Por Matheus Campos
Uma recente pesquisa intercampi da Universidade Federal de São Paulo (Unifesp), intitulada Desigualdades e Vulnerabilidades na Epidemia de Covid-19: Monitoramento, Análise e Recomendações, teve como um dos objetivos aprofundar o olhar sobre o acesso aos alimentos e o impacto da pandemia na qualidade da dieta. Diante disso, dentre os 16 territórios vulneráveis analisados, foi escolhido, para a realização do inquérito nutricional, a comunidade Vila São José, localizada no Distrito de Capela do Socorro, Subdistrito de Cidade Dutra, no extremo da zona sul de São Paulo.

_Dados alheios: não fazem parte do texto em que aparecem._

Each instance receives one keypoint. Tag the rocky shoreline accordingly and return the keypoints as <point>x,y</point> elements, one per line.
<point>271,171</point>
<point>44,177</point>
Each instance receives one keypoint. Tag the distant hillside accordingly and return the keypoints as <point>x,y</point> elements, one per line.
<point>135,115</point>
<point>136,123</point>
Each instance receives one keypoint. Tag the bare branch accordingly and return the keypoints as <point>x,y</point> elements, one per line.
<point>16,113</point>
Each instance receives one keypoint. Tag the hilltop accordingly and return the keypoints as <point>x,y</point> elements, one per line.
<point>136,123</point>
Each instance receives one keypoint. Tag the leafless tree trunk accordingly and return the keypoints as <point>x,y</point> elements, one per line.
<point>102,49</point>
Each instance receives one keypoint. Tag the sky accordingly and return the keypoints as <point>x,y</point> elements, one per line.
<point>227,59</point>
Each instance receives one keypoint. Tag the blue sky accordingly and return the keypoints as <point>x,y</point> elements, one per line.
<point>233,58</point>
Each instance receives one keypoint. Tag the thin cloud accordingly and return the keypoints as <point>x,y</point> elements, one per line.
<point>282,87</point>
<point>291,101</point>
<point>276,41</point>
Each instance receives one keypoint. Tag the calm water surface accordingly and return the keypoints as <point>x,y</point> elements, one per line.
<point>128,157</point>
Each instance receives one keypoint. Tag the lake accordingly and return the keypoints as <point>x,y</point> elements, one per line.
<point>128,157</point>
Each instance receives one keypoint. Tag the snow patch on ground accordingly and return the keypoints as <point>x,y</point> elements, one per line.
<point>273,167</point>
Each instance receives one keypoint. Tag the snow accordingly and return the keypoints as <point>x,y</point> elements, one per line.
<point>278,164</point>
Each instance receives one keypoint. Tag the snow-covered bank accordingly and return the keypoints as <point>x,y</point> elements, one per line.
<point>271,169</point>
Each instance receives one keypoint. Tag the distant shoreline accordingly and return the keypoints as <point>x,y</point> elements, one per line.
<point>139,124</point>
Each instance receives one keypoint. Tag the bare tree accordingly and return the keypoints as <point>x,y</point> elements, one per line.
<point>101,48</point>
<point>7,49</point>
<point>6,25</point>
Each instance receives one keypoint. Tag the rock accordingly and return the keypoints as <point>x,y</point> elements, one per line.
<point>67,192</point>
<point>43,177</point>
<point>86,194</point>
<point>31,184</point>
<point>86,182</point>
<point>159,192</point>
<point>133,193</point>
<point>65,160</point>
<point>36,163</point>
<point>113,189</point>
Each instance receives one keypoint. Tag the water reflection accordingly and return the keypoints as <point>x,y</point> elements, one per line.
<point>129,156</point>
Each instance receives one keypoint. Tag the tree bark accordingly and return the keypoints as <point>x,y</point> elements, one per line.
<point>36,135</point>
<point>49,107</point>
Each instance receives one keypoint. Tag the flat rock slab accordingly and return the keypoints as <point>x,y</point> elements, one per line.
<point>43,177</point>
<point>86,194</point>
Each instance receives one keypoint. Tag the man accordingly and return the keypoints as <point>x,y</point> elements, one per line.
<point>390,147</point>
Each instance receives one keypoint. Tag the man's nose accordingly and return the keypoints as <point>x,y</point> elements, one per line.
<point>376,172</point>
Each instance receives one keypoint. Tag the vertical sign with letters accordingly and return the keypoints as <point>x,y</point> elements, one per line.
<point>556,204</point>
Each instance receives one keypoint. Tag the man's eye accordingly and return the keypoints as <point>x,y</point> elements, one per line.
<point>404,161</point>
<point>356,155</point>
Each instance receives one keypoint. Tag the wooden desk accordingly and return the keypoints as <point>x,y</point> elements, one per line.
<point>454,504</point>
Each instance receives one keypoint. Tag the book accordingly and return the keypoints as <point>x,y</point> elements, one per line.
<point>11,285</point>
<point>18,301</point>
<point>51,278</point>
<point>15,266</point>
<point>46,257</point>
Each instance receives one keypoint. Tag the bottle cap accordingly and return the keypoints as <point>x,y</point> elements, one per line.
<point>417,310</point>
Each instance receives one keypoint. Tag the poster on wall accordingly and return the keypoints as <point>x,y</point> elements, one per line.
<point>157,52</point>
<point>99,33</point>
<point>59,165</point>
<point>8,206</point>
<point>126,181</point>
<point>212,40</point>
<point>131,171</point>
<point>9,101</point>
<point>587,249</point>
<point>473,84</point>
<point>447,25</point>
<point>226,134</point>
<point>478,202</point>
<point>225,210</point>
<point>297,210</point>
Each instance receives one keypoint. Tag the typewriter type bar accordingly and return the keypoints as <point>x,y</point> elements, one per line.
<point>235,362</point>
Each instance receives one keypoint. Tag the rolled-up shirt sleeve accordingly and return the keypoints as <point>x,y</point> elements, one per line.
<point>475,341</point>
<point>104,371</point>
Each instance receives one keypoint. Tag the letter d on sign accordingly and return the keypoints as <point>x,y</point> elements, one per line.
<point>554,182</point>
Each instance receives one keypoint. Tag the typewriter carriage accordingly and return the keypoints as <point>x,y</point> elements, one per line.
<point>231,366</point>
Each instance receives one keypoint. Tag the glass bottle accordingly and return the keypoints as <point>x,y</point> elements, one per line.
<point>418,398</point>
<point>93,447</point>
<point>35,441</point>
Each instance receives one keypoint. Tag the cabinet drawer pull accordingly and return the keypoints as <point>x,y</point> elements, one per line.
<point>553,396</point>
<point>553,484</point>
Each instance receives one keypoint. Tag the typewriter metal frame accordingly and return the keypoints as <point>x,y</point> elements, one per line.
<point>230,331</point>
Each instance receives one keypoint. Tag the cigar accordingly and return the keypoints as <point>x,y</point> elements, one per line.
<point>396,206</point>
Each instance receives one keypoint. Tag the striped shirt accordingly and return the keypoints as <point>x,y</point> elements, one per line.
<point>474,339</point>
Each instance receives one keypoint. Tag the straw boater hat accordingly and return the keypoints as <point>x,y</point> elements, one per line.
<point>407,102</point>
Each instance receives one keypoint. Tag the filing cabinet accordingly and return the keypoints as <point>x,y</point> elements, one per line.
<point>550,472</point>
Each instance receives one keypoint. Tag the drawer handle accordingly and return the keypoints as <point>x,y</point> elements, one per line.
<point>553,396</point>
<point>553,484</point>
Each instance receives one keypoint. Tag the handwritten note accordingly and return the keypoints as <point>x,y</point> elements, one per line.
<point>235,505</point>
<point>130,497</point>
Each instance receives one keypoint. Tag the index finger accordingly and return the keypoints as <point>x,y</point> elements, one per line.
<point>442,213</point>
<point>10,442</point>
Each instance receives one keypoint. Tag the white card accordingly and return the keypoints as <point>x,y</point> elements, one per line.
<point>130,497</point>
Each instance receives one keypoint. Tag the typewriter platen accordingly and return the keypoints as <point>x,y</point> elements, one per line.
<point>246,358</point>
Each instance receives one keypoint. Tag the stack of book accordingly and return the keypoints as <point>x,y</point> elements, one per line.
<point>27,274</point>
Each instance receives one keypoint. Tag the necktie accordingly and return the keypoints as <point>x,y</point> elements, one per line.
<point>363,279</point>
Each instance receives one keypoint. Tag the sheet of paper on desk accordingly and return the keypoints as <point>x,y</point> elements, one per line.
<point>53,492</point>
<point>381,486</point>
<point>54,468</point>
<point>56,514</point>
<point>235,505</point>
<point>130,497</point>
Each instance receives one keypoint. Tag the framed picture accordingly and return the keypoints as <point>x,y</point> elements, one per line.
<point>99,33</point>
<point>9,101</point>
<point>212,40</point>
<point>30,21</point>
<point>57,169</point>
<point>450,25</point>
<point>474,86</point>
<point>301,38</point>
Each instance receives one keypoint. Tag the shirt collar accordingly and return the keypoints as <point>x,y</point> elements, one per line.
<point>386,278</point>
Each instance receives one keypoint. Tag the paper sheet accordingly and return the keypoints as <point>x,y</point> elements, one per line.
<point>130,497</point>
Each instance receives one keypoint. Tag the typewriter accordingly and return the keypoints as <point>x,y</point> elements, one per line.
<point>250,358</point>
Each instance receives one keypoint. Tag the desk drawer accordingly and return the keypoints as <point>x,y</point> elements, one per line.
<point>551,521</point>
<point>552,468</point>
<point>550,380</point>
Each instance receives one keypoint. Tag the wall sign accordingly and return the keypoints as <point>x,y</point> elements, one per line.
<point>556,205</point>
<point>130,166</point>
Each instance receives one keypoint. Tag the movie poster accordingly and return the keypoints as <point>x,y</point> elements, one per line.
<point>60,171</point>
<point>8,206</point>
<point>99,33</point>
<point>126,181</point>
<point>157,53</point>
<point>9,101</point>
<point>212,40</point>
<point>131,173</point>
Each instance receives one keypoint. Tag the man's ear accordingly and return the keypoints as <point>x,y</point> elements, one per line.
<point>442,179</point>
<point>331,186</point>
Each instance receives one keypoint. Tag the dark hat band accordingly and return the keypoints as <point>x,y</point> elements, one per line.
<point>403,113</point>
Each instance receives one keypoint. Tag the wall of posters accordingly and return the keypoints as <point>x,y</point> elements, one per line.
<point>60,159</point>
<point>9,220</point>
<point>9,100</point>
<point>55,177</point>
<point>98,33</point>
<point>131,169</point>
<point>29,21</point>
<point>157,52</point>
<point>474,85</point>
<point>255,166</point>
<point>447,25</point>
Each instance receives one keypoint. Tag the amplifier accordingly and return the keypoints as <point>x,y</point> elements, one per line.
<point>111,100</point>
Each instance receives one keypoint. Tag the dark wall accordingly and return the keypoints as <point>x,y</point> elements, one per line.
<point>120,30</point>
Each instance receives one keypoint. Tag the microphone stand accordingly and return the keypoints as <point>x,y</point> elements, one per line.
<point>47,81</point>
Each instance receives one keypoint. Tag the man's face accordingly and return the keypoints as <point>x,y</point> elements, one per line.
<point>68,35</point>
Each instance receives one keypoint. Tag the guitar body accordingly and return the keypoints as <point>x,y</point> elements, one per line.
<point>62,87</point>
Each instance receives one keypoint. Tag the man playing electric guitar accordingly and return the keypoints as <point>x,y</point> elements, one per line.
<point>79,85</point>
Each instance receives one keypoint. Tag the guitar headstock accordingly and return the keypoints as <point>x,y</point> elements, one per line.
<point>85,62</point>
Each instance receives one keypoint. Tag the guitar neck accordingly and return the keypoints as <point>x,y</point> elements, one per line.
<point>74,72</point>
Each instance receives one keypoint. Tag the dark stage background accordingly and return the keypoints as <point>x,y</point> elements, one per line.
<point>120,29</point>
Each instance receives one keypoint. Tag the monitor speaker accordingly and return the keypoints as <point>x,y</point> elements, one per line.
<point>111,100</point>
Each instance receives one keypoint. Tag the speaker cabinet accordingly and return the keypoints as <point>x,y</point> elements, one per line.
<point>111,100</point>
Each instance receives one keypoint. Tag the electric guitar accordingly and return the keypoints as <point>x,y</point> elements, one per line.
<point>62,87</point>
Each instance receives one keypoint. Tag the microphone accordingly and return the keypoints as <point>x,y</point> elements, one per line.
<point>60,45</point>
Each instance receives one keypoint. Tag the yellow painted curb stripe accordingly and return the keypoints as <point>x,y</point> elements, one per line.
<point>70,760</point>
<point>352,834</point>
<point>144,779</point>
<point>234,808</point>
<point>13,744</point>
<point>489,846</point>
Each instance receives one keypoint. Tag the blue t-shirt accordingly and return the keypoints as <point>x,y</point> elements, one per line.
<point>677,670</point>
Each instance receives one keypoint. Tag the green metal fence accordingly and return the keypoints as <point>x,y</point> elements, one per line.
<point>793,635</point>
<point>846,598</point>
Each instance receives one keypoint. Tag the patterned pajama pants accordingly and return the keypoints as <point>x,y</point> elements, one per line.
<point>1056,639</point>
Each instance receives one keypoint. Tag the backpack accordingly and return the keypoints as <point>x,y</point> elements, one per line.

De acordo com o Índice Paulista de Vulnerabilidade Social (IPVS), o subdistrito de Cidade Dutra localiza-se na escala de média, alta e muita alta vulnerabilidade, o que indica a presença de famílias que agregam baixos níveis de renda familiar, chefes de família poucos escolarizados e maior presença de crianças e adolescentes. A maioria das crianças e jovens que vivem na Vila São José está incluída no IPVS 5 e 6, que se referem à dimensão socioeconômica baixa, ciclo de vida familiar de famílias jovens. Na Vila São José, as escolas têm carências em sua infraestrutura e de acesso, e os projetos complementares às políticas públicas não são suficientes.
O objetivo do inquérito foi avaliar, em outubro e novembro de 2020, o acesso aos alimentos utilizando a Escala Brasileira de Insegurança Alimentar e Nutricional, EBIA, 235 na versão curta. O EBIA é composto por cinco questões referentes à percepção do chefe de família quanto à: a) preocupação de que os alimentos pudessem faltar antes de comprar ou ganhar mais alimentos; b) falta de alimento antes de ganhar ou comprar mais alimentos; c) redução do número de refeições; d) redução na quantidade; e) piora na qualidade das refeições.
Além do EBIA, foi aplicado o questionário de frequência alimentar sobre consumo na semana anterior de frutas, verduras e legumes, arroz e macarrão integral ou granola, embutidos, congelados e pizza, salgadinhos e doces industrializados.
Dados
Este questionário foi aplicado de forma on-line em novembro de 2020. No total, 329 chefes de família responderam. A maioria se considera como pardo ou preto, 96% dos domicílios tem moradores menor de 18 anos e 47% encontra-se em insegurança alimentar e nutricional moderada e grave. 79% vivenciaram preocupação de que pudesse faltar alimento antes de comprar ou receber, 18% dos domicílios tiveram a falta de alimentos, 62% reportaram ter consumido menor quantidade do que gostaria, 47% não considera a alimentação da sua família saudável e variada e 31% realizam apenas duas ou menos refeições principais ao dia.
Segundo a classificação do questionário, 5% das famílias apresentaram fome, 57% reportaram não ter consumido fruta ou apenas um dia na semana e metade não consumiu ou comeu apenas um dia na semana verduras e legumes.
Desta forma, foi levantado que metade da população avaliada apresenta-se em situação de insegurança alimentar e nutricional com comprometimento na qualidade da refeição. “A fome volta a ser uma agenda forte que acentua a vulnerabilidade. Esta grave situação nutricional encontrada ressalta a urgência de políticas públicas sociais para enfrentar esta situação extremamente grave encontrada na pesquisa”, destaca a professora Luciana Tomita, responsável pela realização do inquérito.